Here’s what we know: Jimmy likes to fuck. He loves to do the do, to hump the bump, to rhythmically move his phallus in and out of a sodden female vagina until his penile nerve endings achieve the required level of stimulation for semen to be ejected through the urethra in 6-10 progressively weaker spurts. The fact is, Jimmy Savile’s penis has done so much sex, even in its ‘resting’ state when he’s asleep, it spins like a power drill at 5,000 rpm.
Sexy books seem to get big sales, so, as there has been much crumpet in my life…
The original title for ‘Love is an Uphill Thing’ was ‘Tutankhamun’s Got More Skin Left on His Wang Than I Do, As it ‘appens’
For instance if a young lady had found me not unattractive and presented me with her all, it would not be the done thing to publish her story accompanied by her name and address and telephone number.

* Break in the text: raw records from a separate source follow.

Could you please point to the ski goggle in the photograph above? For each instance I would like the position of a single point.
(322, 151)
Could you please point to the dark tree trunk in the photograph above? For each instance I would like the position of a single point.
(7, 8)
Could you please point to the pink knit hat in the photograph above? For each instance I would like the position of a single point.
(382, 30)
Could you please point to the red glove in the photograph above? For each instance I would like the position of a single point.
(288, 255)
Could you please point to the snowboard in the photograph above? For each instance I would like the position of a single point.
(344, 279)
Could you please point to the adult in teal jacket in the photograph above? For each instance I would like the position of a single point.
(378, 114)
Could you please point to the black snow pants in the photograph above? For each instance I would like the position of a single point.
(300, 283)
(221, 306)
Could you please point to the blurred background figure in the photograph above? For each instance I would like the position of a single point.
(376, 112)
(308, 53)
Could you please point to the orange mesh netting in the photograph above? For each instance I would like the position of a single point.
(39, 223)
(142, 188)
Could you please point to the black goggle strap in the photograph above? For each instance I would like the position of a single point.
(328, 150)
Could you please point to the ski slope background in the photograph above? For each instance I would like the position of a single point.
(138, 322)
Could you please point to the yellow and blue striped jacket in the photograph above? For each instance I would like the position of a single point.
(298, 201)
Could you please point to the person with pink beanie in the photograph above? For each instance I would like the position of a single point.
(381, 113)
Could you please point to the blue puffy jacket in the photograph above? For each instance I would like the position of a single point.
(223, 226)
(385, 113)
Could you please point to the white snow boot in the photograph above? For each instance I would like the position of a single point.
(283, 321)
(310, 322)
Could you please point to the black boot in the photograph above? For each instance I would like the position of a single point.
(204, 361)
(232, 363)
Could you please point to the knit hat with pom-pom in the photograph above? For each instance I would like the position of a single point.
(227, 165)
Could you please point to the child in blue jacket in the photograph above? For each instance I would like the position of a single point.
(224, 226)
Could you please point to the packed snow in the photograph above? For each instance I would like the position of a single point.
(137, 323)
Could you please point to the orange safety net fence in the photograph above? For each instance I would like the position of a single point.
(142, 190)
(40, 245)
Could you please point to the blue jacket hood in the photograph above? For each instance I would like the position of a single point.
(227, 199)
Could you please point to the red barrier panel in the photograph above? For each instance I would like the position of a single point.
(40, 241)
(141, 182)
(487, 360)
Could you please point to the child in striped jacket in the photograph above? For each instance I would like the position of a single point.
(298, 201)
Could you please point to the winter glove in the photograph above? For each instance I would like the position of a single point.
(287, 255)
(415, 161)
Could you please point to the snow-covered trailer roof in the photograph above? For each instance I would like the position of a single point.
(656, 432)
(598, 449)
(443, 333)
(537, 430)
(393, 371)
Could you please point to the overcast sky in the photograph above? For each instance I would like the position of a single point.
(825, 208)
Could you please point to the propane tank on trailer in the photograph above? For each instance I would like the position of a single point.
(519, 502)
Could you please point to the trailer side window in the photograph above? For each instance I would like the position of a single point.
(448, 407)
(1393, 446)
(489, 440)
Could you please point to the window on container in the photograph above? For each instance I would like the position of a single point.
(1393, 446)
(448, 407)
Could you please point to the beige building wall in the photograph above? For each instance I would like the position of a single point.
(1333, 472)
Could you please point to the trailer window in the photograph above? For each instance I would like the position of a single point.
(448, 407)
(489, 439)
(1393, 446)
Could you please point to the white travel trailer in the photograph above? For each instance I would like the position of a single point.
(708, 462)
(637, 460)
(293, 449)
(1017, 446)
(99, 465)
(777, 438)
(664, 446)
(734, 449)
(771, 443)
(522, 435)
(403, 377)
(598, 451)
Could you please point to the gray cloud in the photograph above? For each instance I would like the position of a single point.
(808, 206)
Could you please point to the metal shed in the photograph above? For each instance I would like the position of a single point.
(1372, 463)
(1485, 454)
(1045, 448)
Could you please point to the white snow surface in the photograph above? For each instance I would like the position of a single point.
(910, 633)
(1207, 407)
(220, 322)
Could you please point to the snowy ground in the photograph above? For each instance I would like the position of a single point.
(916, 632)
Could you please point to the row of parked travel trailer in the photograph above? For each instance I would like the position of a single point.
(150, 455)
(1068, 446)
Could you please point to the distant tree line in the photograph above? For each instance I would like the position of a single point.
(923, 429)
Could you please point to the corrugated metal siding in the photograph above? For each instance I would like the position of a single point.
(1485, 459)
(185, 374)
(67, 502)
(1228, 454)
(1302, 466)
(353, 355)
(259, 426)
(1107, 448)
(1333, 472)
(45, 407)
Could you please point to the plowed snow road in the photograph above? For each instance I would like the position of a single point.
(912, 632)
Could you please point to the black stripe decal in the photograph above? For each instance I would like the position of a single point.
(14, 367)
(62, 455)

Really? Fuck. If only everyone was as thoughtful as Jimmy. I had to change my number when Roy Keane’s autobiography came out. Also, is “…presented me with her all” the creepiest description of sex ever put to paper? Maybe he spoke this book into a Dictaphone for someone else to type up. “…presented me with her ‘ole” makes much more sense.
For instance, at Stoke Mandeville hospital where I am honorary entertainments officer, with my own room in the nurses’ home no less.
Christ, it’s like that fantasy where I go back in time to avert a global disaster, but accidentally end up on the set of Carry On Matron, except the student nurse’s home where Barbara Windsor’s character lives is where Babs actually lives, and…well the book I write about the experience is called ‘Jimmy Savile’s Got More Skin Left on His Wang Than I Do.’
The two girls, all arms, legs and knickers were bundled out, and I dissolved with laughter.
There’s often laughter in the act of sex. Laughter, and pointing. And taking a photo to show their friends before shoving you out into the street and yelling “Your dick looks like a chimney sweep’s brush!” through the letterbox.
The local male wolves were startled to see a large poster outside my front door announcing “Saturday Night is Crumpet Night.”
Saturday Night 24/7, am I rite???
Every famous male, no matter how many ladies they’ve publicly pumped, finds themselves the subject of rumours about being gay. Check the blind item sections of celebrity gossip columns – if everyone who was rumoured to be gay actually was, then maybe horrifically ugly and tactless guys like me could finally pick up a few scraps. Except we couldn’t, because all the hot chicks would be doing it up each other. With his flamboyant outfits, love for the arts and lady’s haircut, even Fuckmaster Savile has been the subject of speculation over whether he’s Shirt & Tie or Sunday Best.
In this, the last crumpet-based entry, let’s lay the supposition to rest once and for all, as Jim speaks about a debilitating injury that momentarily prevented him from thrusting his little arse up and down like the pistons of a printing press that churns out nothing but the most vulgar of pornographic images, day and night.
The sequel was that the strain actually interfered with my love life for nearly two weeks, and girls, several, fell into two categories. Half rushed off to improve their technique and the other half were convinced I was homosexual (which I’m not, as it happens).